E in tutto questo la politica che cosa fa? Agisce sull’onda emotiva dei fatti di cronaca più eclatanti, come accadde per la norma sul seggiolino antiabbandono fatta in fretta e furia in seguito alla morte di un bambino dimenticato in auto, come ha ricordato Larghetti: “Una norma fatta in quattro e quattr’otto: in pochi mesi chi aveva un seggiolino si è dovuto adeguare con un dispositivo apposito: è stato un provvedimento fatto in seguito a un caso di cronaca di un bambino morto in quanto dimenticato in auto. Quanti bambini sono morti in Italia negli ultimi 10 anni a causa della sindrome da stress che porta all’abbandono? 8 bambini. Mentre ogni anno, sempre nel nostro Paese, sono 40 i bambini che vengono investiti e uccisi: dal 2014 a oggi sono 270 i bambini morti a causa della violenza stradale“. Questi i numeri del fenomeno.

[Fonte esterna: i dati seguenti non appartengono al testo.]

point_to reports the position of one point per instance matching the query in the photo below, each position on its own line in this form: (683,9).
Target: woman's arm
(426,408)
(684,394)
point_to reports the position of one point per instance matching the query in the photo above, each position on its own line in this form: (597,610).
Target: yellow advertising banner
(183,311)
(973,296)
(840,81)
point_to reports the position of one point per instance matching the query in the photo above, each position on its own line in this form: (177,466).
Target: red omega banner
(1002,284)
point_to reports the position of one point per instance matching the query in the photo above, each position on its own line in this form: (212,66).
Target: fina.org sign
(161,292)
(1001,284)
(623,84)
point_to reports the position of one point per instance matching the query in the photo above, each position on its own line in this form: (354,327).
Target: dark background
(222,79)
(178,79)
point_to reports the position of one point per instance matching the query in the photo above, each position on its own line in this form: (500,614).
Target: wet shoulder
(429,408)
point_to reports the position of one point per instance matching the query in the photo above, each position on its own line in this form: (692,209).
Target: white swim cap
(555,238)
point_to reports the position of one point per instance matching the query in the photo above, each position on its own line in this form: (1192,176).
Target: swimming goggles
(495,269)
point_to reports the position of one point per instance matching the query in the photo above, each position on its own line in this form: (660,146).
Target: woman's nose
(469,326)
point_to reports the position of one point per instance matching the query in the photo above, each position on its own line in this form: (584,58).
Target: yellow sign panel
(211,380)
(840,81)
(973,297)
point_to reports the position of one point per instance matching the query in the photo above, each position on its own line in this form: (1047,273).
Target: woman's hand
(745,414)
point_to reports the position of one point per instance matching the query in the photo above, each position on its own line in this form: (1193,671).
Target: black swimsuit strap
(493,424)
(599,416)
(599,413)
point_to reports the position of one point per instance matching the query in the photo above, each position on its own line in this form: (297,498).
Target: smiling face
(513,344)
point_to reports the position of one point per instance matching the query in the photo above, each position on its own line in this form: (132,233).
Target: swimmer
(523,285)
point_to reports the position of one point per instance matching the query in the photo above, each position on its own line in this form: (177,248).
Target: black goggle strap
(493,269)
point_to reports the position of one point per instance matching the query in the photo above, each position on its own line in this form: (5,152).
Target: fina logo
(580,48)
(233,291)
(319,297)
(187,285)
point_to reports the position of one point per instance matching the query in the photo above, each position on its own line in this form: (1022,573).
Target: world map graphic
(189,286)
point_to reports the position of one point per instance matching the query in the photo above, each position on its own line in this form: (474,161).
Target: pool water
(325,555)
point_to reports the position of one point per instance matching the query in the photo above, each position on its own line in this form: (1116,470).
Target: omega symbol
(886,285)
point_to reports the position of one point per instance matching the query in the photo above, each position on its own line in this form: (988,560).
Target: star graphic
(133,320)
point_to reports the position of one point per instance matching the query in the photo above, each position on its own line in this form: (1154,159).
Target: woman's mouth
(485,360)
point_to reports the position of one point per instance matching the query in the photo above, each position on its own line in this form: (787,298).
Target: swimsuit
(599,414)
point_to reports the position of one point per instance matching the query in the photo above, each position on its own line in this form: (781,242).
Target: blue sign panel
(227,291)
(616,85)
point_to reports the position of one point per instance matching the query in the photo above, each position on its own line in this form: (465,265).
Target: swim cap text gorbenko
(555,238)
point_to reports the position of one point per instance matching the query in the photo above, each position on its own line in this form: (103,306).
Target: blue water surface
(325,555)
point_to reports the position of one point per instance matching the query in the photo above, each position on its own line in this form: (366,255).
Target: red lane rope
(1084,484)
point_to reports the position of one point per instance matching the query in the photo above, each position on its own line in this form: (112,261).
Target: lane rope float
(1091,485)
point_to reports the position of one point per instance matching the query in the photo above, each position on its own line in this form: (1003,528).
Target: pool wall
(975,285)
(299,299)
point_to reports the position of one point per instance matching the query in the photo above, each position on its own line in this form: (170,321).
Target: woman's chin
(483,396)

Solo nel 2020 sono state finalmente istituite le Strade Scolastiche – cioè le chiusure temporanee davanti alle scuole: pedonalizzazioni negli orari di entrata/uscita per evitare che i bambini vengano investiti, ma non solo come ha puntualizzato Larghetti: “Servono anche a promuovere l’idea che accedere a scuola a piedi e in bici è sicuro e piacevole, è possibile: io ogni mattina mi prendo 30 minuti per accompagnare i miei figli a scuola ed è un tempo che io dedico alla loro educazione, alla loro crescita, all’amore che c’è tra di noi. Poi prendo un altro mezzo per andare a lavorare, nel mio caso la bici”.
Purtroppo, non essendoci un obbligo di legge, a fronte di quasi 8.000 Comuni presenti in Italia sono solo poche decine le città che hanno istituito le Strade Scolastiche: “Ci stiamo lavorando, le stiamo facendo una a una ma abbiamo 800 istituti scolastici nella Città Metropolitana di Bologna, quindi la sfida è grande. E ogni volta che istituiamo una strada scolastica nasce un Comitato di genitori contro, che spesso è composto dagli stessi genitori che vogliono continuare ad accompagnare i loro figli in auto perché loro appunto hanno fretta e devono andare a lavorare… come se la salute e la sopravvivenza dei loro bambini fosse una questione di non avere fretta!”, ha sottolineato Larghetti.
L’istituzione di una Strada Scolastica è un presidio di educazione civica sulla fruizione dello spazio pubblico e sull’autonomia di spostamento, un tema centrale secondo Larghetti: “Ci lamentiano che la gente non va a votare, ci lamentiamo che quando ci sono le adunate di piazza le persone non si impegnano più: ma cosa pretendiamo di ottenere se educhiamo i nostri bambini a essere trasportati come pacchi da un punto all’altro in maniera completamente passiva se non gli insegniamo la fiducia e la bellezza dell’essere autonomi, dello spostarsi individualmente, con le proprie gambe e con la propria forza”.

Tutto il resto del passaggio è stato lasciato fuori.